Try some of these tips for lowering your salt intake:
- Flavor your foods with herbs and spices such as basil, tarragon, or mint, or use salt-free sauces or lemon juice. Try plain or flavored vinegar to flavor soups and stews. Use about 1 tsp (4.9 mL) of vinegar for every 2 qt (1.9 L) of soup or stew.

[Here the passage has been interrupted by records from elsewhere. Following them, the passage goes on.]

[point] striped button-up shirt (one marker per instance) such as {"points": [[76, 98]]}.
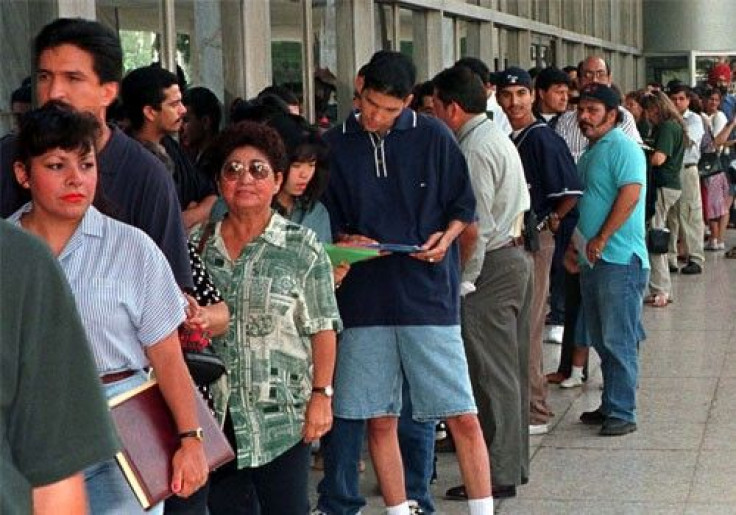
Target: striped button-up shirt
{"points": [[125, 291]]}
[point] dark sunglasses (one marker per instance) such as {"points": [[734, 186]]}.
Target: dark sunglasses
{"points": [[234, 170]]}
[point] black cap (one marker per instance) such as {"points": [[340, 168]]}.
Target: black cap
{"points": [[549, 77], [676, 86], [514, 76], [602, 93]]}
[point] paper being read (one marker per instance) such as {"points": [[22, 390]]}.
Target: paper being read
{"points": [[580, 245]]}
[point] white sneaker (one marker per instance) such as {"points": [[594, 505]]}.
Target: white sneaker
{"points": [[553, 333], [572, 382], [538, 429]]}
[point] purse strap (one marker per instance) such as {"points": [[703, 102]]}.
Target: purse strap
{"points": [[206, 233]]}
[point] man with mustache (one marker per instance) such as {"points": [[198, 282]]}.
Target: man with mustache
{"points": [[611, 255], [153, 102], [554, 188]]}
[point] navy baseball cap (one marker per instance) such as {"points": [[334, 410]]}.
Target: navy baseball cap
{"points": [[514, 76], [602, 93]]}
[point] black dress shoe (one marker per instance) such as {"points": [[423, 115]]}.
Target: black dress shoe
{"points": [[617, 427], [504, 491], [593, 418], [458, 493], [692, 268]]}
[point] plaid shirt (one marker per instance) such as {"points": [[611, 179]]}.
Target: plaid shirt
{"points": [[280, 292]]}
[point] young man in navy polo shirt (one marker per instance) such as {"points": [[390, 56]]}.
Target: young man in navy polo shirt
{"points": [[397, 177], [554, 187]]}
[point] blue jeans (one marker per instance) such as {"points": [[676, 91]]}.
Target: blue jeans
{"points": [[339, 490], [612, 299]]}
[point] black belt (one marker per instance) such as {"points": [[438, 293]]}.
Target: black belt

- Choose fresh or frozen vegetables and fruits.
- Include more grains and beans in your diet.
- Choose foods marked "low-salt" or "low-sodium." Foods labeled this way must contain less than 140 mg of sodium in a serving.
- Do not use salt during cooking or at the table. Talk to your doctor before using a salt substitute. It may not be recommended, because most salt substitutes contain potassium. Potassium can build up in the bodies of people who have kidney disease and cause severe illnesses and even death.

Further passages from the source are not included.